Drake and his OVO Touring company are being sued for allegedly making away with more than $200,000 of a Chicago concert promoter’s money. In court documents filed Tuesday, December 10, and obtained by SPIN, Status Entertainment says the Nothing Was the Same star bailed on two agreed-upon gigs, that his people attempted to increase an already set price due to his rising stardom, and that a third party spent half of the cash on an unrelated event.
The lawsuit cites in great detail the emails between Drake’s reps and Status, who first began communicating about a planned show for March 2012. The latter alleges that OVO agreed to the gig at an asking price of $250,000. Status then transferred $100,000 over, but the concert was cancelled. OVO said they’d return the funds, but failed to do so, eventually informing the promoter that another member of Drake’s camp spent it on a separate happening.
Drake then threw a June concert in Chicago with a separate promoter at a far bigger venue, meaning gross profits for someone other than Status in the range of $340,000 to just over $1 million based on ticket pricing. The two parties then worked together to make the situation right. They allegedly made a second agreement for an October 2012 show at the Allstate Arena, whose size would create a gross ticket revue of $740,000 to $2.3 million.

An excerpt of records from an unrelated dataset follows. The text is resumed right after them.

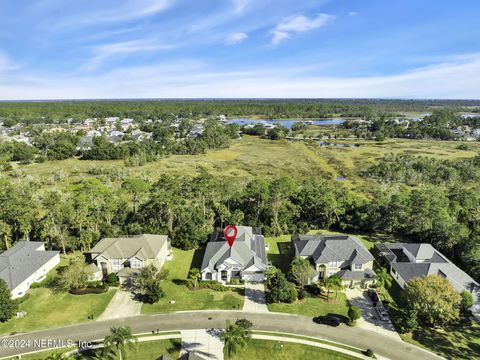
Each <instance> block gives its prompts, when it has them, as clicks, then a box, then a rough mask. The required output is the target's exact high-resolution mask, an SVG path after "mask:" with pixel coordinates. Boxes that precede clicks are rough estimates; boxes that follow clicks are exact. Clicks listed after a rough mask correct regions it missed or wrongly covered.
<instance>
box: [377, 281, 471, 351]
mask: <svg viewBox="0 0 480 360" xmlns="http://www.w3.org/2000/svg"><path fill="white" fill-rule="evenodd" d="M401 291H402V289H401V288H400V287H399V286H398V285H397V284H396V283H395V282H394V283H393V284H392V286H391V287H390V288H389V289H388V291H386V290H383V291H382V294H383V295H382V298H384V299H387V300H389V301H390V306H389V308H388V312H389V314H390V318H391V320H392V323H393V325H394V326H395V327H396V328H397V329H398V328H399V327H398V323H399V321H400V313H399V308H400V306H401V305H399V304H401V300H400V299H401V297H400V296H401ZM400 336H401V337H402V339H403V340H404V341H406V342H409V343H411V344H414V345H417V346H420V347H423V348H425V349H427V350H430V351H432V352H435V353H437V354H439V355H440V356H443V357H445V358H447V359H474V358H478V354H480V325H479V324H478V323H474V324H473V325H472V326H450V327H447V328H445V329H441V328H439V329H431V328H424V327H419V328H417V329H415V330H414V331H413V332H411V333H407V334H400Z"/></svg>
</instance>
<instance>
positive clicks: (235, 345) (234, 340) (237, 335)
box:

Again, Status claims to have sent money — just over $100,000 this time — but that OVO became non-responsive, and ultimately wrote back with, “We changed the price because our value went up.” Status, it seems, was no longer interested and so demanded their cash returned (all of it), and in several correspondences, OVO said they would indeed refund all of the money. But it never happened, despite a lawyer’s “e-mail[s], text message[s], and phone calls.”
The charges include breach of contract, conversion, Quantum Meruit, unjust enrichment fraud, and violations of the Illinois Consumer Fraud and Deceptive Business Practices Act. Status is asking for the $202,800, plus court costs, interest, and whatever the judge deems fair for “disgorgement of profits” (the concert money Status would’ve made). Drake played Chicago on December 12 with a gross profit margin of $2.3 million to more than $23 million.
A telling excerpt from the lawsuit:
During these negotiations, Drake experienced a meteoric rise to the top of the music charts achieving worldwide fame and fortune. Instead of honoring their obligations, Defendants knowingly and intentionally breached the Agreements and refused to schedule the concert unless Plaintiffs gave them more money due to Drake’s newfound fame. Defendants have admitted that they did not foresee Drake’s success and attempted to change the terms of the Agreements because they believed that they had a more valuable asset in Drake then when the first Agreement with Plaintiffs was agreed upon. Defendants then fraudulently contracted another company to put on a Drake concert in the Chicago area in June of 2012 and profited handsomely as a result and to the detriment of Plaintiffs.